Горничная опустилась на незастланный диван и вытерла лицо все той же пыльной тряпкой. Похоже, та у нее была универсальной, на все случаи жизни: и для уборки, и в качестве носового платка. Глаша присела рядом, участливо глядя на всполошившуюся мамашу. А та принялась рассказывать:
– Вы-то Светочку спасли, но потом, чтобы выходить дочь, я была вынуждена бросить работу, полностью посвятив все свое время ребенку и забыв обо всем остальном. Свете ведь требовалась длительная реабилитация… Да что я говорю, вы же все знаете! А мой муж, Светин отец, вместо того чтобы понять, почувствовал себя одиноким и ненужным, начал упрекать меня, что я уделяю ему мало внимания… – Нина всхлипнула, но тут же взяла себя в руки. – Короче, ушел к другой женщине… Дочка потихоньку выздоравливала, встала на ноги, я начала работать. Слава богу и спасибо добрым людям, что взяли меня на фабрику обратно. А дальше закрутилось… Светка моя так увлеклась спортом, что уже и жизни не представляла без тренировок. Просто в раж вошла – хотела стать нормальным человеком, чтобы не хромать, чтобы руки опять были сильными… С ее-то травмами! – покачала головой Нина.
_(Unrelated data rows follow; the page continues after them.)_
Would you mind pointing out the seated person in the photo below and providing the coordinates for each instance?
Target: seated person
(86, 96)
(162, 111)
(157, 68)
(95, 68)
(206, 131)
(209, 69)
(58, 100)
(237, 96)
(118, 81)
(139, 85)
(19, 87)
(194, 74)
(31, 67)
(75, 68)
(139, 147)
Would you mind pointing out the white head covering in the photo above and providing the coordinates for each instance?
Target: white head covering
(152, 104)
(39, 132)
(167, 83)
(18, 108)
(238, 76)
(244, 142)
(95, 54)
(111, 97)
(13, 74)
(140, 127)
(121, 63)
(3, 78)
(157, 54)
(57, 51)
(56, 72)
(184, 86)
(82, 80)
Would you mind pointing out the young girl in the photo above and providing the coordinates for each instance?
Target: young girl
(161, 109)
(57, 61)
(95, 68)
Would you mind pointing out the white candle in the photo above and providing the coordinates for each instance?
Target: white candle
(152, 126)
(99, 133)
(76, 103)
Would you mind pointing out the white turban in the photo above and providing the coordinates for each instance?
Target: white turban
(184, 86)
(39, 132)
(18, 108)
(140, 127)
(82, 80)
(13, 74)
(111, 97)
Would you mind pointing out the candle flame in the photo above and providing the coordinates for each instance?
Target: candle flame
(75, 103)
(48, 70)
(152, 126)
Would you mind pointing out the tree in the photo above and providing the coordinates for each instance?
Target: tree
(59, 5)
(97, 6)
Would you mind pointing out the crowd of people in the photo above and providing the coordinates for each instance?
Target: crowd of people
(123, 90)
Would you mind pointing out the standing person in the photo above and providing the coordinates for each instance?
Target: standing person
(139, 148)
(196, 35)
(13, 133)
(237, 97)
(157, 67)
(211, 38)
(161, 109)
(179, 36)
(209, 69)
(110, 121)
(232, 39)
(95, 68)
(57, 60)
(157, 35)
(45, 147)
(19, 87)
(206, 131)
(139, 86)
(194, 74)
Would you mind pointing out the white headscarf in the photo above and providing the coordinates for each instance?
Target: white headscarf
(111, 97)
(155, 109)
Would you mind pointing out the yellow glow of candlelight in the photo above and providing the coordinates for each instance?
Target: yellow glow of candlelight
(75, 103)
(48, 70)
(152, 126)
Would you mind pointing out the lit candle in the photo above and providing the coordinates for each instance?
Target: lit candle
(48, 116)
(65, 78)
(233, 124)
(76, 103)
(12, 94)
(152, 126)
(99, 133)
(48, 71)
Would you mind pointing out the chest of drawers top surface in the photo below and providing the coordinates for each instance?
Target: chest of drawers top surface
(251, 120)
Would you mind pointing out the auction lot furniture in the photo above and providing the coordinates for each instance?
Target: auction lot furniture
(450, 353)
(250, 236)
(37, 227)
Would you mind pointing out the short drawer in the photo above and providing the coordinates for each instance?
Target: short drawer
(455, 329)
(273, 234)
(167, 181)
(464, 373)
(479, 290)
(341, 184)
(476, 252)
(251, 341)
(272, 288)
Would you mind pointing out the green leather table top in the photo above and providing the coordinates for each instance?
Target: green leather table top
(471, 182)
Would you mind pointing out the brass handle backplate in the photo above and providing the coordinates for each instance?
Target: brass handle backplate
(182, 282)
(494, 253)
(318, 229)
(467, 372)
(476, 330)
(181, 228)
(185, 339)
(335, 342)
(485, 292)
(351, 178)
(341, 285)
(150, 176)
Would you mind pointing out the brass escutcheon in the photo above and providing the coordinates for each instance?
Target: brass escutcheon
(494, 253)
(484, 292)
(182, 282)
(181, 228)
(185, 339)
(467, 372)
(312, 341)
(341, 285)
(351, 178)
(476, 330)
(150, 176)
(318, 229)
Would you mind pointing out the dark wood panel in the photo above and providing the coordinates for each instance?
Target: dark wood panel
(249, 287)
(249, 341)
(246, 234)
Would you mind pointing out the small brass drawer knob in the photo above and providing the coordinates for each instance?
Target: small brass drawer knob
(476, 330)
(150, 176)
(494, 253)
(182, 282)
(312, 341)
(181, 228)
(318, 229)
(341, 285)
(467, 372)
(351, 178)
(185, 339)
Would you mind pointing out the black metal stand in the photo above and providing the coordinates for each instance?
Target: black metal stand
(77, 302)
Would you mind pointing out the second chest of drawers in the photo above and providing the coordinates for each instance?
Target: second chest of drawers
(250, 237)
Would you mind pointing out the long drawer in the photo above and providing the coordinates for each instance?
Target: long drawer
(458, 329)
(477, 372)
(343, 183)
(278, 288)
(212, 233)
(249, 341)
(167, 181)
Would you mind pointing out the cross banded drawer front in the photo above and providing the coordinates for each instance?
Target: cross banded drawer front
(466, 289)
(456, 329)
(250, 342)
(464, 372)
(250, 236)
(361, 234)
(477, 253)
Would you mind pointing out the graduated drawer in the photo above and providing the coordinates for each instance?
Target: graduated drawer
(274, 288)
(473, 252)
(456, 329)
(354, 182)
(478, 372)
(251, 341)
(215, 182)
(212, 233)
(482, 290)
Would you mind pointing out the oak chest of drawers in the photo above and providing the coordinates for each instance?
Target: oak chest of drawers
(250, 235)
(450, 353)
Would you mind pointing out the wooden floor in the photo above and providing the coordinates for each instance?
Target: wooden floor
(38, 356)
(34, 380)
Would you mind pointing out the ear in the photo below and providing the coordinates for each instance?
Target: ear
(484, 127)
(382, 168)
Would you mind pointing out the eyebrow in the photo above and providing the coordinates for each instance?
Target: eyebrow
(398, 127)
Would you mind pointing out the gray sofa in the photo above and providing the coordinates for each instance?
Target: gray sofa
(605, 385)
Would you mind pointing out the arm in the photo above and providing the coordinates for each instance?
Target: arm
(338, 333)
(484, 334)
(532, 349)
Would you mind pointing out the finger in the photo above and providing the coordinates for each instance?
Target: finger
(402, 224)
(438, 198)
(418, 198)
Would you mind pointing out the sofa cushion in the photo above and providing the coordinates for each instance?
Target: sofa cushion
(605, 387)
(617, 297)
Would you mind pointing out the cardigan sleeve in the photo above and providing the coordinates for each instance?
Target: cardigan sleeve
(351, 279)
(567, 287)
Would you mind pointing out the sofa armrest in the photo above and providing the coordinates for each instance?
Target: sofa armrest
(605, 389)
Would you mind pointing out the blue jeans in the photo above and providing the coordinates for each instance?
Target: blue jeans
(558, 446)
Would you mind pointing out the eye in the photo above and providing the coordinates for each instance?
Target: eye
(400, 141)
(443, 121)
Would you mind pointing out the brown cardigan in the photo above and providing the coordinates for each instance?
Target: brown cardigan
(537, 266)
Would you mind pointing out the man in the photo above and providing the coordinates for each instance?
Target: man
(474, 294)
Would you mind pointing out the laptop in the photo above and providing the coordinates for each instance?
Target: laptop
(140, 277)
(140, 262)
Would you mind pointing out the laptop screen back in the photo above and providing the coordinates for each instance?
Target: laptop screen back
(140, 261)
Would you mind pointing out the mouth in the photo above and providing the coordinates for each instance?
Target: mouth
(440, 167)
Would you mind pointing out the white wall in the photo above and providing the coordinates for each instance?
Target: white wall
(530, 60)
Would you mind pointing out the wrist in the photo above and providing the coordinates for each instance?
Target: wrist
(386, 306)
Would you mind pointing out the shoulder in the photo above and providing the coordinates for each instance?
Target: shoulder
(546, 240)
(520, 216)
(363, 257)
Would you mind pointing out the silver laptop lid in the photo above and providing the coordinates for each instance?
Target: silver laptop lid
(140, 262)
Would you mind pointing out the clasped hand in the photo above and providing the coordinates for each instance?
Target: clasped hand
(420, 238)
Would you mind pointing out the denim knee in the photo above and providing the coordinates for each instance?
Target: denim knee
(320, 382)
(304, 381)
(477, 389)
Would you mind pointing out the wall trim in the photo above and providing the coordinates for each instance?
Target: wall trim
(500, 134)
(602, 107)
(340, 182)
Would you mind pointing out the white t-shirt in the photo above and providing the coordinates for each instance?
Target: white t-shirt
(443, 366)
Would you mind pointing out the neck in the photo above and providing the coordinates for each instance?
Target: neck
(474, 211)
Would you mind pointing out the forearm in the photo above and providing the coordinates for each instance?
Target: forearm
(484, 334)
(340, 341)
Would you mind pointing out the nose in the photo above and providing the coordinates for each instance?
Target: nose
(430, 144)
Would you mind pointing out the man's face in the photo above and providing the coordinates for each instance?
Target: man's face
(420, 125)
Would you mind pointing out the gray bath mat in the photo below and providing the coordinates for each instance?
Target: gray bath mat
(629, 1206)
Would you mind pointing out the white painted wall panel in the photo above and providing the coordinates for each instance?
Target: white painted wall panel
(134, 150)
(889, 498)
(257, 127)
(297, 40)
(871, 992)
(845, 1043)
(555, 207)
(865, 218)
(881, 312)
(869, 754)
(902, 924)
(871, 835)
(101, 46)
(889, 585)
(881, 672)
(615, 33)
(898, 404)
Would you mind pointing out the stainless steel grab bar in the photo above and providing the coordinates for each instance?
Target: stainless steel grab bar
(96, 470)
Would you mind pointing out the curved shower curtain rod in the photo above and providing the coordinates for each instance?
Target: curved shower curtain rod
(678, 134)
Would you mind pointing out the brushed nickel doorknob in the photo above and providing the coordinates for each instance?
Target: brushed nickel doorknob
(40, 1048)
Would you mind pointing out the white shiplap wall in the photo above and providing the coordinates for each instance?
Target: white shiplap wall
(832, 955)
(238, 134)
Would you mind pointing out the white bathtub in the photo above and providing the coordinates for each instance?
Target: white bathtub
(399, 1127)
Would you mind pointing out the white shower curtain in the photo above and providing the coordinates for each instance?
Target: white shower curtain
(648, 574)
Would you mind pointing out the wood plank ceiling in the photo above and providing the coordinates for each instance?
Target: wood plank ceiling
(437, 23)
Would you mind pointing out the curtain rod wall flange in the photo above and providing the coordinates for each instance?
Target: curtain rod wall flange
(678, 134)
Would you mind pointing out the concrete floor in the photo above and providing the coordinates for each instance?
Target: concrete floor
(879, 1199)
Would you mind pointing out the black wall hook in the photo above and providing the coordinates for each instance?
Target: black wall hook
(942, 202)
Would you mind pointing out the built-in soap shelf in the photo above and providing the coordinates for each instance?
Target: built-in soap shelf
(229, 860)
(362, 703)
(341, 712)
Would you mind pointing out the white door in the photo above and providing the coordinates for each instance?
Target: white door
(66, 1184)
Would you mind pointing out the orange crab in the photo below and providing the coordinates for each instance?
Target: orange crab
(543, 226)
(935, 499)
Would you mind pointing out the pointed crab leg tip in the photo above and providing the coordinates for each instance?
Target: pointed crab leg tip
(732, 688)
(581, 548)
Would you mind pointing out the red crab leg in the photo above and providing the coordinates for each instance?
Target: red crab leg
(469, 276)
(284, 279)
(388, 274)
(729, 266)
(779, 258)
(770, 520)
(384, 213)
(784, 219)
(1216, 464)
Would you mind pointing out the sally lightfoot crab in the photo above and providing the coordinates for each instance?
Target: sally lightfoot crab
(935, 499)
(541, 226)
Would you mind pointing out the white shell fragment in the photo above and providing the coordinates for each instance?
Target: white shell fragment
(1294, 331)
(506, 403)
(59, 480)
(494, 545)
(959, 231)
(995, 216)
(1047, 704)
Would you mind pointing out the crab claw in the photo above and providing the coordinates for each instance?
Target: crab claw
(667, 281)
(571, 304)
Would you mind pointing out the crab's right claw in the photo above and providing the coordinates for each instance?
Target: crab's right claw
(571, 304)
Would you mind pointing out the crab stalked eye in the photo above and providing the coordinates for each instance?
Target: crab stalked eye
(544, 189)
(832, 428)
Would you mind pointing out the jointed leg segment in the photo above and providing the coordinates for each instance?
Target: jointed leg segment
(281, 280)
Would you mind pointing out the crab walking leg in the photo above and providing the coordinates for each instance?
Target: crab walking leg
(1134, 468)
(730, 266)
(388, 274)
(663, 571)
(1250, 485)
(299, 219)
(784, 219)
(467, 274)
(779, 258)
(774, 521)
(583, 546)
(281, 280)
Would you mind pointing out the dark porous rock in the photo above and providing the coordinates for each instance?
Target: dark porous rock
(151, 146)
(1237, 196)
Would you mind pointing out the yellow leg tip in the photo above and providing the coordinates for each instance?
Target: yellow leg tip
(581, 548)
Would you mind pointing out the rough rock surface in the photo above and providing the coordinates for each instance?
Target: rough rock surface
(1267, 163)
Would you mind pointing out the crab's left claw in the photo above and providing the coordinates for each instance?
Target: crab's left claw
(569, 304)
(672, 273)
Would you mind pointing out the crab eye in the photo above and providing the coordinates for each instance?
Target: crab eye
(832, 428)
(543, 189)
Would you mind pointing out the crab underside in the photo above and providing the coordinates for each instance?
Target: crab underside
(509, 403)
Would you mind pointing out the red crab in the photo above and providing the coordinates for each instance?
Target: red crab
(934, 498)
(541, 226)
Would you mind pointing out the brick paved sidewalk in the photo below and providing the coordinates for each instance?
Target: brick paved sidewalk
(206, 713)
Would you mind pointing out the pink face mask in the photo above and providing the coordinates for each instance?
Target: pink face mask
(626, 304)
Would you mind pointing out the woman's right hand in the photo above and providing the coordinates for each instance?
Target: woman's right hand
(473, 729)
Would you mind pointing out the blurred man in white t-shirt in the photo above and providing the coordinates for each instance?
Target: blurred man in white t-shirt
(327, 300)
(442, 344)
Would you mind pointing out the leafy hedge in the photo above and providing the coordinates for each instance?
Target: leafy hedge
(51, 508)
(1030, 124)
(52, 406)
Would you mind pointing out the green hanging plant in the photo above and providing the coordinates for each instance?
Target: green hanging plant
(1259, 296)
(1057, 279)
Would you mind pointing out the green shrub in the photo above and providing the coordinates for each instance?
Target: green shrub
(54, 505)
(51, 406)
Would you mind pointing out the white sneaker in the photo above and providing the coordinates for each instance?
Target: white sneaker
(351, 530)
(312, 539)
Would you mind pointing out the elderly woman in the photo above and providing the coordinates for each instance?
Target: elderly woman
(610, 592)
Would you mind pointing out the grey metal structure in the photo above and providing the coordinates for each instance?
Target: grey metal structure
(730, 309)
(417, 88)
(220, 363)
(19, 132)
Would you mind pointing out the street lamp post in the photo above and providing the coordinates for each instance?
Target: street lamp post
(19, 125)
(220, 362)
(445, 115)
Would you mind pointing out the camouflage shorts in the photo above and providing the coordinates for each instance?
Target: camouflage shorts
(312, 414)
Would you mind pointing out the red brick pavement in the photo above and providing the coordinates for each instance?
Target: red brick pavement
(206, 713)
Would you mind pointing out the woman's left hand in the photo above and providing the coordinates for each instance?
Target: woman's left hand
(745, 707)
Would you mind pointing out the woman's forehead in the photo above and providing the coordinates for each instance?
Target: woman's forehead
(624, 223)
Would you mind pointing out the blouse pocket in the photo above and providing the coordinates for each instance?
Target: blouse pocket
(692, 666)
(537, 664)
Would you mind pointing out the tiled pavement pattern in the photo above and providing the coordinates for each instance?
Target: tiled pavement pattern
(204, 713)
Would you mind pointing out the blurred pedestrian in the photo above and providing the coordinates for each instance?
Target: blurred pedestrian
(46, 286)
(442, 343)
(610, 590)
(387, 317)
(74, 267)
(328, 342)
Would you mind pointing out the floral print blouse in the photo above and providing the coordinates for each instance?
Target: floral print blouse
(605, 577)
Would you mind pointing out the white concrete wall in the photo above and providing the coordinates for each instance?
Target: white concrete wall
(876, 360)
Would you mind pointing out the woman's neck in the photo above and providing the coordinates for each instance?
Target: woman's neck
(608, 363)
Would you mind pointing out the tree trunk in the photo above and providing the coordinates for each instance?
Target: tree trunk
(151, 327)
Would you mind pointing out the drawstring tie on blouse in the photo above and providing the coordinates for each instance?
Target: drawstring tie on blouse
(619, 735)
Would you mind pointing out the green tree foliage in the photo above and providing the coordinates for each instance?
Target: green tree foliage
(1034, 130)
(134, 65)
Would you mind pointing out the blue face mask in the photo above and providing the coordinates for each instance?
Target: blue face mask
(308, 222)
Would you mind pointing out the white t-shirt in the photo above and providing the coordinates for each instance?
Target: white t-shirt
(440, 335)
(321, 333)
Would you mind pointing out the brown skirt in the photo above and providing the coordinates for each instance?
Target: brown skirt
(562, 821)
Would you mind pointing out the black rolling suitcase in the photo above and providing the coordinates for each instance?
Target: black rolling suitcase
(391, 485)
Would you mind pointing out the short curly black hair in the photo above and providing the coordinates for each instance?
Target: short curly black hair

Глафира хорошо помнила, что у девочки были множественные переломы, одна нога осталась короче другой, а левая рука совсем плохо действовала.
– Но Свете внушили, что усилием воли она своего добьется… В школе, во дворе ее дразнили, а в спорте хвалили, и только там она чувствовала себя нужной. Мою девочку заметили и пригласили в юношескую параолимпийскую сборную… Я была рада за нее, она не потерялась в жизни, несмотря на увечье. Но у нас в городе для нее никаких перспектив не имелось, Свету забрали в Москву. Тренировки, сборы, школа – все здесь. И я стала подумывать, как бы и мне перебраться в Москву, поближе к дочке. Самой-то сделать это было нереально, поэтому я ухватилась за первый представившийся мне шанс. Им оказался Михаил Иванович Боровко, командированный из Москвы. Ему понравились и я, и мои пирожки, и моя забота… Он и привез меня сюда. Правда, не в Москву, а в Подмосковье, но все равно намного ближе к моей дочери и довольно далеко от ненавистного бывшего мужа с его молодой. Так что я нахожусь во втором, и счастливом, браке уже три года. Миша для меня – самый главный человек на свете. После дочери, конечно… А вот вы, Глафира Геннадьевна, как вы-то попали в наше болото, санаторий этот уродливый? Ведь хуже места для отдыха не найти!